My experience is that public defenders are, by-and-large, quite good, and at least as energetic, competent and committed as privately-retained counsel.  But we often hear that defendants distrust their public defenders, and view them as just another appendage of The Big, Bad System, and thus never fully trust them no matter how good a job they do.

Better to let them select their own lawyers.  I don't expect them to understand that it's the evidence, not the lawyer, that drives the result, but there's a better chance that this will eventually get understood when, after a few years of free choice, the conviction rate stays exactly what it is now.

3 Comments

In the federal system at least, this is a solution in search of a problem. I worked directly with the federal defenders office for over 20 years. Without equivocation, I can assert that the quality of the representation for indigent defendants from that office far exceeded that of private counsel paid by federal funds from the CJA. Federal defenders were more knowledgable, committed, and efficient.

My issue with representation of "indigent" defendants in the federal system is the number of defendents that "qualify". A five line financial affidavit that is "winked at" by the parties is a bigger problem.
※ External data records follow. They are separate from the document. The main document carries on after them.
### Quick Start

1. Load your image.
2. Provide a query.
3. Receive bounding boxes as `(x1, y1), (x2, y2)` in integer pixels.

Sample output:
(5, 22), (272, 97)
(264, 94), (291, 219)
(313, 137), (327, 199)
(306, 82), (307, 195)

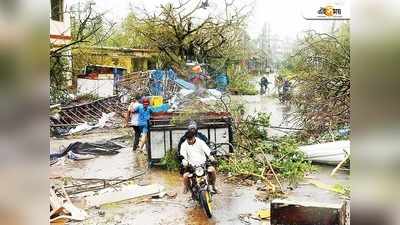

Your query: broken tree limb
(263, 153), (284, 193)
(331, 154), (350, 176)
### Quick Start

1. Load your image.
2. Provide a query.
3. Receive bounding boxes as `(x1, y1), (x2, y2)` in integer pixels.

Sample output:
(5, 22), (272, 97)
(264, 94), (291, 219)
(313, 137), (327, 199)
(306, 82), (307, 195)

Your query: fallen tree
(280, 24), (351, 138)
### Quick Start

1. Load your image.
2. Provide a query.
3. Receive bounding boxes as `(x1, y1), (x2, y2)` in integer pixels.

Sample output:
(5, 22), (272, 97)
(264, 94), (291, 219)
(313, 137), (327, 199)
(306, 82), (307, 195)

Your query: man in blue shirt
(135, 97), (153, 150)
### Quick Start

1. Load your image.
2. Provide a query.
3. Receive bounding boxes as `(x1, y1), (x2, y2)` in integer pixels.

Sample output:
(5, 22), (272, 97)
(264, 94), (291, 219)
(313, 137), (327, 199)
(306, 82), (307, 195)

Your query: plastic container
(150, 96), (164, 107)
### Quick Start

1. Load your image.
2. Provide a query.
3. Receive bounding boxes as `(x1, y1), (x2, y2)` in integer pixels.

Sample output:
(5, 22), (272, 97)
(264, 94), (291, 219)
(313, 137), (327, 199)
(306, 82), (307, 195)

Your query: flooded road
(50, 76), (349, 225)
(50, 130), (269, 225)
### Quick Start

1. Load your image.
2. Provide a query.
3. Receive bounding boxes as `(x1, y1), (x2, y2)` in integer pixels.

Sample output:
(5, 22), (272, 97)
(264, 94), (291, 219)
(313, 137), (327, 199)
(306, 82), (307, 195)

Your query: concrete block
(271, 199), (346, 225)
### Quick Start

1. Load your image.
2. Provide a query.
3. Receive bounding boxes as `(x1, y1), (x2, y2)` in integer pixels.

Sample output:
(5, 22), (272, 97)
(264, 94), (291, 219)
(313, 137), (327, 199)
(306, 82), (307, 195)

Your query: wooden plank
(271, 199), (346, 225)
(85, 184), (163, 207)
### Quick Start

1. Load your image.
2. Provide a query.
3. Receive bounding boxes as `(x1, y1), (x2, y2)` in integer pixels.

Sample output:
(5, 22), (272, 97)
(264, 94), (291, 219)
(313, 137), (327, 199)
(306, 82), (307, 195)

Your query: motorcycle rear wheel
(199, 191), (212, 218)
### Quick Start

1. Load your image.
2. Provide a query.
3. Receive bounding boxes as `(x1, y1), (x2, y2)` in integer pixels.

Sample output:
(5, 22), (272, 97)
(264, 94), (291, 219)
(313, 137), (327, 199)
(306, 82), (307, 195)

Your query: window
(50, 0), (64, 22)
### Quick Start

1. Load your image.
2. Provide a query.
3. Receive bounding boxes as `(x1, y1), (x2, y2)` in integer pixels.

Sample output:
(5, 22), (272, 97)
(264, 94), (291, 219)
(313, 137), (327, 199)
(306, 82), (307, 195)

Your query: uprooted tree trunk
(132, 0), (249, 75)
(49, 3), (114, 103)
(286, 24), (350, 137)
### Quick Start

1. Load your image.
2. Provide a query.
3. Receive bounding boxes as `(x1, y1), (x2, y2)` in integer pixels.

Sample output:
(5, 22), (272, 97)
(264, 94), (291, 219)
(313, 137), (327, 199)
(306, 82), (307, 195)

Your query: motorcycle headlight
(194, 167), (204, 177)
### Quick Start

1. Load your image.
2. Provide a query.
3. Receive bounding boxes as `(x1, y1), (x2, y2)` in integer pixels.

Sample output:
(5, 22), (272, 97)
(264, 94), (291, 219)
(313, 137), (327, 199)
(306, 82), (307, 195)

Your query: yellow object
(150, 96), (164, 107)
(257, 209), (271, 219)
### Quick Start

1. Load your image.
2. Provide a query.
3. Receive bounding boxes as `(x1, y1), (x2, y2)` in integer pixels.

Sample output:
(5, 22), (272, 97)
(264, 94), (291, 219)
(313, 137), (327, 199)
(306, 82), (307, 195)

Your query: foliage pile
(219, 113), (312, 185)
(280, 24), (350, 137)
(228, 67), (258, 95)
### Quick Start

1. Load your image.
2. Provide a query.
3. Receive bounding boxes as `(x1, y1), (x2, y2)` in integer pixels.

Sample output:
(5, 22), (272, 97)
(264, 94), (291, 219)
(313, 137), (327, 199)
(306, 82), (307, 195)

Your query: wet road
(50, 77), (349, 225)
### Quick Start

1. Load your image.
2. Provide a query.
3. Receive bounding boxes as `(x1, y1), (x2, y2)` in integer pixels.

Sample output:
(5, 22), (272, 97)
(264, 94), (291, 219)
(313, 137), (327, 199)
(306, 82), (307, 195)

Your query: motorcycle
(189, 152), (216, 218)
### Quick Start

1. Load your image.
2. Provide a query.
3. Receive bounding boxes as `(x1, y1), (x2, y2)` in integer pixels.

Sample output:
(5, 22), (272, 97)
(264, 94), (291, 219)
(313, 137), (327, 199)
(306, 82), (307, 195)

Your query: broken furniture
(146, 112), (233, 165)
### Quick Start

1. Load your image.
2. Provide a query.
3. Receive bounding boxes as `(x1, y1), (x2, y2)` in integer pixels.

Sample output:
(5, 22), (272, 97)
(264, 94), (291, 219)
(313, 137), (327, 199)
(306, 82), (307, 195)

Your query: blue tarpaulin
(175, 78), (196, 90)
(215, 73), (229, 91)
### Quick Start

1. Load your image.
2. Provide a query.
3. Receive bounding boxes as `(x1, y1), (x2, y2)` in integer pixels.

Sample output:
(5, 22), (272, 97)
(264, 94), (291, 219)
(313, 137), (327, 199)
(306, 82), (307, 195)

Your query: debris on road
(50, 141), (123, 165)
(257, 209), (271, 220)
(271, 199), (347, 225)
(50, 96), (127, 135)
(299, 140), (350, 166)
(50, 187), (88, 224)
(85, 184), (164, 208)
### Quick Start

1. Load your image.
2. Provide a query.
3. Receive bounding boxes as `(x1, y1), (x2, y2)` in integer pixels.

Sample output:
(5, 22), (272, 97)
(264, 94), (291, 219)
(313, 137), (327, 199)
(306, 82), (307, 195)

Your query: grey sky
(66, 0), (346, 39)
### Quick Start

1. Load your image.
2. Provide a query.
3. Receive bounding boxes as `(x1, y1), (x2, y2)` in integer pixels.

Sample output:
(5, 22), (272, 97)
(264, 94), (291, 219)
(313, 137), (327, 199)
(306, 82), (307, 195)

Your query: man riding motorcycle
(180, 121), (218, 194)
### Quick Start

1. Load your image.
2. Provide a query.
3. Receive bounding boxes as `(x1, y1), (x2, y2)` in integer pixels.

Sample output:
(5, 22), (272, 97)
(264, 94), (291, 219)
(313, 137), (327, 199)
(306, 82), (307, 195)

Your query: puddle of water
(54, 80), (349, 225)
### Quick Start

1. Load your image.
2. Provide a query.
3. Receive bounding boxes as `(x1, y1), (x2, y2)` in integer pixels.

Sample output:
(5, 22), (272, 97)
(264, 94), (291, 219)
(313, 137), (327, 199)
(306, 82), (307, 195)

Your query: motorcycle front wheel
(199, 191), (212, 218)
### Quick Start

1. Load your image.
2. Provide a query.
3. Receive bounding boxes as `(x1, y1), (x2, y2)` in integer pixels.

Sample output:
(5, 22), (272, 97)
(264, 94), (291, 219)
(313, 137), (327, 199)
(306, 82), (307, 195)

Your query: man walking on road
(134, 97), (153, 149)
(125, 95), (142, 151)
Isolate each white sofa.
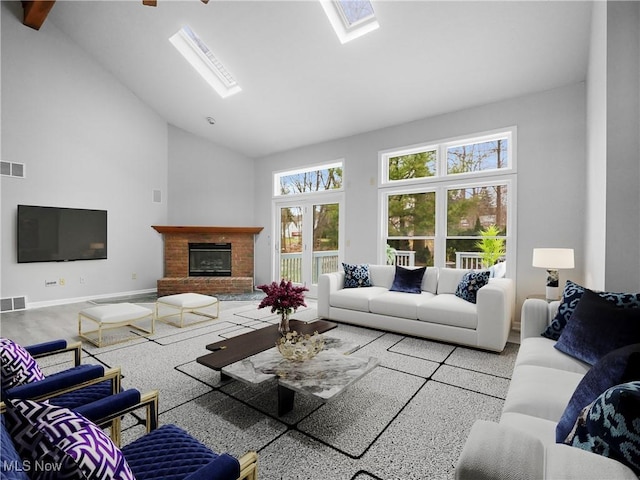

Many indigent defendants have sizable assets. They can qualify by representing they are "illiquid."

Interesting idea, but, I think it'd just result in more defense shenanigans. In districts where federal defenders are either in short supply or simply too busy, "denying" a defendant's 1st choice would inevitably result in either trial delay (so as to wait for the chosen attorney to be available) or - if the choice isn't honored - an appellate claim of denial of counsel of choice. Neither scenario is appealing.

The public defenders I know all admitt that their job is to manage cases, not provide a defense. They all agree that their job is to get the best plea deal and move on to the next case.